We examined the expression levels of Warburg effect related factors (HIF-1-α, mTOR, Akt1 and AMPKα) in mouse tumors by immunohistochemistry. The expression of HIF-1-α was detected in the nucleus of untreated HSC2 tumor cells and 5-FU treated HSC2 tumor cells. However, the expression of HIF-1-α was not detected in the nucleus of metformin treated tumor cells and 5-FU plus metformin treated tumor cells. Similar result was observed in case of mTOR, except mTOR expression was detected in the cytoplasm of tumor cells. The expression of Akt1 was detected strongly in both the nucleus and the cytoplasm of untreated HSC2 tumor cells. However, the expression of Akt1 was detected weakly in 5-FU treated tumor cells, but it was not detected in metformin treated tumor cells or 5-FU plus metformin treated tumor cells. The expression of AMPKα was not detected in cytoplasm of untreated HSC2 tumor cells, but it was detected weakly in 5-FU treated tumor cells, moderately in metformin treated tumor cells, and strongly in 5-FU plus metformin treated tumor cells (Fig. 6).
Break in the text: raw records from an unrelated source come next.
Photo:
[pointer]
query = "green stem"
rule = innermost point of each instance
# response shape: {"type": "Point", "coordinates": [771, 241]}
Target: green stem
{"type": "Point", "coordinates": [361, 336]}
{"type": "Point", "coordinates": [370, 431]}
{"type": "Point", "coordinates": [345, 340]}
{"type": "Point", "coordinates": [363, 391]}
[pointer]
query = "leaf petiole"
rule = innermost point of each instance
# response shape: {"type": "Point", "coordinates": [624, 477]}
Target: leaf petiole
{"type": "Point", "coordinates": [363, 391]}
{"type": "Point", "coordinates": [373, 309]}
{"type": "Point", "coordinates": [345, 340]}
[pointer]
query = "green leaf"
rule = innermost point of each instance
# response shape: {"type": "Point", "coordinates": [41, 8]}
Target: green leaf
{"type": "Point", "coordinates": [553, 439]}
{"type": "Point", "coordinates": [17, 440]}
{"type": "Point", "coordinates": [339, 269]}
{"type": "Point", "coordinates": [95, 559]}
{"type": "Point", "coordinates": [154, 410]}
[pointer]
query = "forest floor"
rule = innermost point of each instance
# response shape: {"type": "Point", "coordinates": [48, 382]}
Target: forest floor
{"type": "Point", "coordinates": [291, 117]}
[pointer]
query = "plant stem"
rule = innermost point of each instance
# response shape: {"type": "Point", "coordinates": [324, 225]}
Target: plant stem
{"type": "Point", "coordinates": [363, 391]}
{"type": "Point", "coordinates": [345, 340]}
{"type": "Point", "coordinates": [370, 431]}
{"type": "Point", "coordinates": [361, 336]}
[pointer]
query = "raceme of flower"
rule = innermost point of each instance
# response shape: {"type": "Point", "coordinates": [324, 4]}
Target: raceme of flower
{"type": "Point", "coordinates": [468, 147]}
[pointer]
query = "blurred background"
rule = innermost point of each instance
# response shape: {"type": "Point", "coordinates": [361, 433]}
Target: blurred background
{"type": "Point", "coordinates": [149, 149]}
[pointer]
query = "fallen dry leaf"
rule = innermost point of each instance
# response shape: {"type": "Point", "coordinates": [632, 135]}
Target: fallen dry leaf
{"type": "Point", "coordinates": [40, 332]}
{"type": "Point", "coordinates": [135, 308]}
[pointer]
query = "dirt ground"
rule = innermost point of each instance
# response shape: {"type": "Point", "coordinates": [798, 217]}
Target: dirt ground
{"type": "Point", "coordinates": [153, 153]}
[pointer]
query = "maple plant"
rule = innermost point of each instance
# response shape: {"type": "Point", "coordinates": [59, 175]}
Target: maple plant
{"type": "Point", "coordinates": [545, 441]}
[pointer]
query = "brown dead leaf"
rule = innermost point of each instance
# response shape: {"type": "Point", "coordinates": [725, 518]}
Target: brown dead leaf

To detect the degree of apoptosis induced by 5-FU and/or metformin in vivo, the number of apoptotic cells in mouse tumor tissue sections was quantified by the TUNEL assay. Although treatment with 5-FU or metformin alone moderately induced apoptosis in mouse tumors compared to the untreated control, 5-FU and metformin combined treatment significantly upregulated the expression levels of TUNEL-positive cells in mouse tumors than all other treatment groups or control (Fig. 7).